For many, 2018 will go down as the year cannabis started to come into its own politically in North America. California, the most populous U.S. state, became the sixth to allow recreational sales as of Jan. 1. The passage of the U.S. Farm Bill on Dec. 12 will allow American farmers to plant and harvest hemp as an agricultural product, not a controlled substance like marijuana. The change could spur scientific research aimed at unlocking the health and wellness potential of non-psychoactive hemp-derived CBD.

‘How the hell do we do this?’

In Canada, the legalization hype is still being met with chronic product shortages and frustrated consumers. Flustered politicians are pointing fingers at the licensed producers, and vice versa. Both continue to grapple with a patchwork of new provincial policies governing markets where demand remains far from clear.

“It was a bit of a mess,” said Taylor. “As much as I think everyone expected some stumbles out of the launch of recreation in Canada, there is still a bit of surprise about how bad it’s been to get the shelves stocked.”

For better or worse, Linton wagers more Canadians will remember that recreational cannabis was legalized on Oct. 17 than could tell you what day the Thanksgiving holiday was this year. Given the sheer number of unknowns, he said the roll-out went better than he expected.

“There was no reference to, ‘How the hell do we do this?’” he said. “How much do people want? What format do they want it in? Will they go to a government website and give their ID and a credit card? Or will they want to go to a store? The answer was, they want a lot. They want it in any format you can get to them. And yes, they will buy it whatever way.”

‘The inversion of the Canadian mullet’

Strict government-imposed advertising rules prevent licensed producers from making claims about good vibes and fun in general, but Linton can’t deny there is a stoner’s sense of humour that comes with selling pot, even on an industrial scale.

Canopy’s recreational Tweed brand, he explains, should feel like “the inversion of the Canadian mullet.” (A party in the front and business, in this case a high quality product, in the back.)

Looking into 2019, Linton sees scientific research from the medical side filtering down to recreational applications as Ottawa get’s set to release regulations for things like edibles and beverages. It’s a lot like the way automakers test new technology on the race track before building it into showroom vehicles, he explains.

“The great products that are going to happen in recreational are going to be entirely informed by the science done for medical,” he said. “We have a very large base of scientists working for us.”

Linton also expects big changes in the way cannabis is perceived, especially as medical applications, CBD and non-smoking formats rise in popularity. The debate around where cannabis should be smoked, he said, will be irrelevant in a matter of months.
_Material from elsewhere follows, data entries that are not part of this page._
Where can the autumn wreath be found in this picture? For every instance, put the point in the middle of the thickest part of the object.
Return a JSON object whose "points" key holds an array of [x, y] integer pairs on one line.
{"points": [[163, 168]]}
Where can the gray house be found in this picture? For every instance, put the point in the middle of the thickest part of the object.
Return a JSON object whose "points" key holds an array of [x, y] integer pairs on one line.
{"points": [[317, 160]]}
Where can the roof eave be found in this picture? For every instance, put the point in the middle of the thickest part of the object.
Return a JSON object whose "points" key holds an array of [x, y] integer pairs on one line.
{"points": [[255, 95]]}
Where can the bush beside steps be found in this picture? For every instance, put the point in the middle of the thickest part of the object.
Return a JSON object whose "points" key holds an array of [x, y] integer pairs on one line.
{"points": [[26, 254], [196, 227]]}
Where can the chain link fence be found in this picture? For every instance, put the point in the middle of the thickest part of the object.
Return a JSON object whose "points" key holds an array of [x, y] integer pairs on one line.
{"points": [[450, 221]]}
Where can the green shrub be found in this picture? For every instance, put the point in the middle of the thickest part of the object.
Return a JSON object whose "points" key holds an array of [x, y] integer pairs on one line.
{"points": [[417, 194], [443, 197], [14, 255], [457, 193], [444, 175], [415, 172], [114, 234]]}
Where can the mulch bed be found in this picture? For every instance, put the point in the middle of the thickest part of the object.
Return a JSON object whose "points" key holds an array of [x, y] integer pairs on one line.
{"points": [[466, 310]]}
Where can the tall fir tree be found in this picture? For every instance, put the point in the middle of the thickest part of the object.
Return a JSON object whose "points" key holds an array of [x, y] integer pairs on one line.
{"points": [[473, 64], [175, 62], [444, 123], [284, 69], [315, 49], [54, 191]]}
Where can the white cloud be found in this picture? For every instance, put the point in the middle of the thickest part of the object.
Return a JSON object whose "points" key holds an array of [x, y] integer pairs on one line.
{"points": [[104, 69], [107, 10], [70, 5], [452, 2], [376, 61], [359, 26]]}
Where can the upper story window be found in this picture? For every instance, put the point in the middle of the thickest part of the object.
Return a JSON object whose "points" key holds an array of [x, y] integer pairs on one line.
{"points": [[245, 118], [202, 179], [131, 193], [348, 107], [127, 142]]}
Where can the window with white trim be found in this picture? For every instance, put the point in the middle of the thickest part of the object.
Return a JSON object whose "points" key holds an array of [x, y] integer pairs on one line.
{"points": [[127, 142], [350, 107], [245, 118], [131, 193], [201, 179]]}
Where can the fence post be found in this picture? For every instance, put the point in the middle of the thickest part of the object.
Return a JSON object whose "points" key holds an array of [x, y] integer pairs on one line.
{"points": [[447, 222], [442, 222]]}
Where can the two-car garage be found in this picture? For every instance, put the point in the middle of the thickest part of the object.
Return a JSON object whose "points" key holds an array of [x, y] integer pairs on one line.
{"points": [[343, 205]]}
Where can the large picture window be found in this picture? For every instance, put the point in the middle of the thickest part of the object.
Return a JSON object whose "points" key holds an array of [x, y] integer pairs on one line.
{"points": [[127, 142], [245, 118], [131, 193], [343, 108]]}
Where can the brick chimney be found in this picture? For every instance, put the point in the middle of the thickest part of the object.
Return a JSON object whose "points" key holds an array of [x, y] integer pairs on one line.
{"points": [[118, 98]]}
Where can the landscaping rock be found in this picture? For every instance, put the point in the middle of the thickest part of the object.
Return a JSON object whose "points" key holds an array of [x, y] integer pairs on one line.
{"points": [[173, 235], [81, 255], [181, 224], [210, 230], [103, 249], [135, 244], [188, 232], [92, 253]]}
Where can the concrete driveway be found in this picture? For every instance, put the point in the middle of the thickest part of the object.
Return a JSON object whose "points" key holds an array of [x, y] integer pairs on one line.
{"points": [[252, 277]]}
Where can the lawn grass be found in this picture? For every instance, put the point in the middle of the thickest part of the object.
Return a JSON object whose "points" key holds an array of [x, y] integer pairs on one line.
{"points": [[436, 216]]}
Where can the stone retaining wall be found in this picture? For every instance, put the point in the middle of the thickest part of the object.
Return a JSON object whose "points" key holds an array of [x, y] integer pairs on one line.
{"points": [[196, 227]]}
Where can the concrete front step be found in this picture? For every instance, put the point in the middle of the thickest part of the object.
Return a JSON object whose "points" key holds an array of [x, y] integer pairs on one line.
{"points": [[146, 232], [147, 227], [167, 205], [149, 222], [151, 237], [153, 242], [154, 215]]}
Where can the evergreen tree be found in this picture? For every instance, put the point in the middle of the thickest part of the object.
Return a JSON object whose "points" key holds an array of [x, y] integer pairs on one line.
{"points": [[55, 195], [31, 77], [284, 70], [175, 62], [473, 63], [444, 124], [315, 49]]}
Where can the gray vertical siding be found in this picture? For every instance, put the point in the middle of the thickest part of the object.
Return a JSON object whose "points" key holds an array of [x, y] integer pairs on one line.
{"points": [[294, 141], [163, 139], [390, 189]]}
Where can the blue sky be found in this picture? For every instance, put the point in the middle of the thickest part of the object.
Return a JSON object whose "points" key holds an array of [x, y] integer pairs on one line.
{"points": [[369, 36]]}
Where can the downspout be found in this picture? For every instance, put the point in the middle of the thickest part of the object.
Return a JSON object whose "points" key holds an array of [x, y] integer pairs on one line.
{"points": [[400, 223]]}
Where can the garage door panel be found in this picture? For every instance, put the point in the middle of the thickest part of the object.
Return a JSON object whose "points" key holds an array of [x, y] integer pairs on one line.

Canopy claims to get tens of thousands of calls per month from people curious about medical access and first-time recreational smokers. For the latter Linton’s mantra is “Remember, you’re not Snoop. So start in the shallow end. Dose low. Go slow.”

Medical cannabis is, of course, a far more serious business. Linton recalls a recent chat with a former addict who got hooked on heavy prescription opioids after a car accident. Seeing the real-world application of Canopy’s scientific research could explain Linton’s relentlessly optimistic disposition.

“They used our product to migrate off of it. They described going from a zombie-state with only one purpose, to being a really good and interactive person again. That’s a pretty big deal. That happens day in, day out,” Linton said. “You’d think by the time you get over 50, baseless optimism would wear off. But it doesn’t.”